I'm using shiny for the first time and I'm trying to make an App capable of receiving CSV files, fit some models and forecast data (3 months).
The app delivers a table with the accuracy measures of the fitted models but these numbers are very different from the accuracy of the same models when they are run in a normal R script.

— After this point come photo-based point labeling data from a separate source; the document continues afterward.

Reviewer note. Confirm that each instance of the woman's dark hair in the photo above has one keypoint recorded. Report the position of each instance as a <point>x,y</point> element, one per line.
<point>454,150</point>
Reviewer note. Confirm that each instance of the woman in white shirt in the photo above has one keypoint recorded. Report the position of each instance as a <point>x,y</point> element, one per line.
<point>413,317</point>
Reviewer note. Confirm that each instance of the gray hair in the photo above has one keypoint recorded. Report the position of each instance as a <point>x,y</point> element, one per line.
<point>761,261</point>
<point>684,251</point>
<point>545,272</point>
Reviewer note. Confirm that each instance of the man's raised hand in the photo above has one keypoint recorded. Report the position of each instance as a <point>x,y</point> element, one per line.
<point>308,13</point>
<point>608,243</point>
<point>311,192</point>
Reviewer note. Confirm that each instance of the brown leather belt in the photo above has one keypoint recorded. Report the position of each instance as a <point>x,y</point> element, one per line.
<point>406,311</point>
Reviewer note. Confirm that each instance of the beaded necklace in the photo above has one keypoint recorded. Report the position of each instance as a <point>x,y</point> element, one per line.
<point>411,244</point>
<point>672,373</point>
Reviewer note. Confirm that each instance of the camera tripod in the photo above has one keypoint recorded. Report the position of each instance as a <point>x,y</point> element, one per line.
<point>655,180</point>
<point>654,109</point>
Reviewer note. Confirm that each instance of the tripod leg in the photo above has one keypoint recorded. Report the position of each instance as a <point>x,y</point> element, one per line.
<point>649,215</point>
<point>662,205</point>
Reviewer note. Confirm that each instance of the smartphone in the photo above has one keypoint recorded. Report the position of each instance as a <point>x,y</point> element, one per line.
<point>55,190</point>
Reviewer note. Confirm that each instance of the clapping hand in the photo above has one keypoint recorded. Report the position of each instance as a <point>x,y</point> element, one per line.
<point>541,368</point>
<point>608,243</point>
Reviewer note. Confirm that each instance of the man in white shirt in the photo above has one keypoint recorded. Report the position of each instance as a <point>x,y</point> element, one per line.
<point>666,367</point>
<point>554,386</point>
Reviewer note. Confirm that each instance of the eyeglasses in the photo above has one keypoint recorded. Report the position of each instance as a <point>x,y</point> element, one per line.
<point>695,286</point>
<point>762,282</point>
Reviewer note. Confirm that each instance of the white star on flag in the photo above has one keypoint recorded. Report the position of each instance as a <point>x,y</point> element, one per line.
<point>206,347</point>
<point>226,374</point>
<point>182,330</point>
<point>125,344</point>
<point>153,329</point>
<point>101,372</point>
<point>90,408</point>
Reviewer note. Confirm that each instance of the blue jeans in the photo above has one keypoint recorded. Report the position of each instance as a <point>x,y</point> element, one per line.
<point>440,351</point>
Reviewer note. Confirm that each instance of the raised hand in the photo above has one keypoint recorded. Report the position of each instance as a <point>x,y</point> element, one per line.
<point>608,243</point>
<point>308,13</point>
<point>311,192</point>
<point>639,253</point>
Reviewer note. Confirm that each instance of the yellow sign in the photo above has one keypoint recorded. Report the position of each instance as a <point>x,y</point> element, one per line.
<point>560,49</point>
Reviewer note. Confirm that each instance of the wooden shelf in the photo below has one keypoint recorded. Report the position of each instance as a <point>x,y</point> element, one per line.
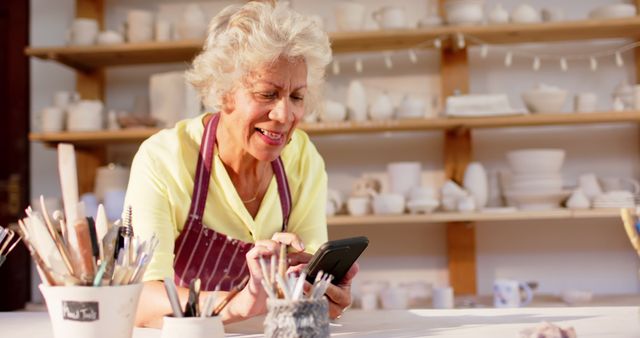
<point>445,217</point>
<point>140,134</point>
<point>91,57</point>
<point>133,135</point>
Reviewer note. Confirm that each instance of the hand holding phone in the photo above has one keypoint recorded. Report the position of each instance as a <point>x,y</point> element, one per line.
<point>336,258</point>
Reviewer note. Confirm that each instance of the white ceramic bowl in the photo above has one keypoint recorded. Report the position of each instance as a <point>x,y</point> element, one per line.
<point>388,204</point>
<point>537,200</point>
<point>425,206</point>
<point>531,161</point>
<point>543,101</point>
<point>464,12</point>
<point>613,11</point>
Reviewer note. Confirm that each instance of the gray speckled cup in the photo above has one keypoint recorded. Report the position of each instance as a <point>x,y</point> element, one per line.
<point>297,319</point>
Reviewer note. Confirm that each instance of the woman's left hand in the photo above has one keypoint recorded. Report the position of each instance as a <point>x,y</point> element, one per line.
<point>339,296</point>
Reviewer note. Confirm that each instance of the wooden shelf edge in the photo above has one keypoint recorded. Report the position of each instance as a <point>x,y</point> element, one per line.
<point>135,135</point>
<point>86,58</point>
<point>446,217</point>
<point>132,135</point>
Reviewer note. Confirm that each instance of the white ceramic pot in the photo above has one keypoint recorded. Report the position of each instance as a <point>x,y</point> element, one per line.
<point>525,13</point>
<point>83,32</point>
<point>139,26</point>
<point>403,176</point>
<point>390,17</point>
<point>388,204</point>
<point>464,12</point>
<point>193,327</point>
<point>333,111</point>
<point>52,120</point>
<point>411,107</point>
<point>498,15</point>
<point>477,184</point>
<point>382,108</point>
<point>356,101</point>
<point>85,115</point>
<point>98,312</point>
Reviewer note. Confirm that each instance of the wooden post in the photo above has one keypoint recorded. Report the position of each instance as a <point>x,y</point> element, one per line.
<point>461,236</point>
<point>90,86</point>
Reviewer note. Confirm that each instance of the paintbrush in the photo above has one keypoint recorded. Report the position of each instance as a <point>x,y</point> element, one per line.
<point>230,296</point>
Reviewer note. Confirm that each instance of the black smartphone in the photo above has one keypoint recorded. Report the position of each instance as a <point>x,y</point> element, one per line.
<point>336,258</point>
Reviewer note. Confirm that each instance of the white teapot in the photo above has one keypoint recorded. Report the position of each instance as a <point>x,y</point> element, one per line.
<point>382,108</point>
<point>411,107</point>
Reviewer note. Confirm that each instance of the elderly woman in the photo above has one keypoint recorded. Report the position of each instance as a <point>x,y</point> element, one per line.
<point>223,189</point>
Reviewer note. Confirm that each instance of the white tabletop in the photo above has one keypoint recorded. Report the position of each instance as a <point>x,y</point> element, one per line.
<point>604,322</point>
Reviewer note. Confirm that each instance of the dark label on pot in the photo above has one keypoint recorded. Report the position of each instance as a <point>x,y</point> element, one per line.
<point>80,311</point>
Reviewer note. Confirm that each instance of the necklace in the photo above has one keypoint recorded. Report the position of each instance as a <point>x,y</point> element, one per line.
<point>255,196</point>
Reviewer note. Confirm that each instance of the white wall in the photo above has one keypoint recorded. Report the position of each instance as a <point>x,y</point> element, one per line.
<point>591,255</point>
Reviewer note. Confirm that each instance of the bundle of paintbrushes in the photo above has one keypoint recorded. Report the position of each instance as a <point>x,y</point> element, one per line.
<point>210,308</point>
<point>81,250</point>
<point>632,227</point>
<point>290,312</point>
<point>7,243</point>
<point>88,252</point>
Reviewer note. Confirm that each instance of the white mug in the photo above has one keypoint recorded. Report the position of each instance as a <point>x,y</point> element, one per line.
<point>442,298</point>
<point>163,30</point>
<point>139,26</point>
<point>62,99</point>
<point>83,32</point>
<point>506,293</point>
<point>390,17</point>
<point>585,102</point>
<point>52,120</point>
<point>359,206</point>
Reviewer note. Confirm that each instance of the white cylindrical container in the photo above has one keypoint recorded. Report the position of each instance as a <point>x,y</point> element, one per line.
<point>192,327</point>
<point>403,176</point>
<point>443,298</point>
<point>96,312</point>
<point>52,120</point>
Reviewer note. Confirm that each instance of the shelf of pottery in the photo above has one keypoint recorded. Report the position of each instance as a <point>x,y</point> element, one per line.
<point>150,38</point>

I cannot think of any reason for these differences! I'm using the same data files, models and variables. The same training and testing data as well. The differences are much bigger in the fasster
models!
Can anyone see the problem?
For example, if I run the model function with the following models (code bellow), the accuracy measures for 3 months forecast as follow:
R script results
> erros (forecast: 130.23 sec elapsed)
# A tibble: 5 x 9
.model .type ME RMSE MAE MPE MAPE MASE ACF1
<chr> <chr> <dbl> <dbl> <dbl> <dbl> <dbl> <dbl> <dbl>
1 ANNC_HOLIDAY Test 10.2 19.8 14.4 6.41 10.2 NaN 0.131
2 ARIMA Test 6.18 19.0 14.2 2.95 10.2 NaN 0.0506
3 ETS_auto Test 5.46 17.0 12.1 2.78 8.69 NaN 0.135
4 fasst Test -0.0758 13.0 9.82 -1.06 7.45 NaN 0.0695
5 fasst_original Test 7.84 17.9 12.9 4.59 9.16 NaN 0.135
Shiny APP results
Accuracy Measures
.model .type ME RMSE MAE MPE MAPE MASE ACF1
ANNC_HOLIDAY Test 15.06 29.44 24.77 9.92 18.96 NA -0.01
ARIMA Test -1.55 17.85 14.28 -3.18 11.57 NA 0.31
ETS_auto Test -2.34 19.99 15.37 -3.83 12.52 NA 0.11
fast Test -6.91 49.77 30.47 -8.24 25.00 NA -0.18
fasst_original Test 0.12 90.58 62.47 -4.00 50.84 NA -0.18
R script Code (fitting part)
#code for the models (fitmodels: 12.24 sec elapsed)
fit_demand <- train %>%
model(
# Seasonal Naive Method (benchmark)
Benchmark = SNAIVE(Demand, lag = "1 year"),
Benchmark_week = SNAIVE(Demand, lag = "1 week"),
ETS_auto = ETS(Demand),
# ANNS
ANNC_HOLIDAY = NNETAR(Demand ~ AR(period = "1 day, 1 week") + DaysAfterHoliday, scale_inputs = TRUE),
ANNC_HOLIDAY_diff = NNETAR(Demand ~ AR(period = "1 day, 1 week")
+ DaysAfterHoliday + Diference, scale_inputs = TRUE),
#FASSTER
fasst_original = fasster(Demand ~ WeekDay + fourier(7,3)),
fasst = fasster(Demand ~ WeekDay + fourier(7,3) + Influenza + DaysAfterHoliday
+ Diference + poly(1))
)
Shiny APP code (fitting + forecast + accuracy)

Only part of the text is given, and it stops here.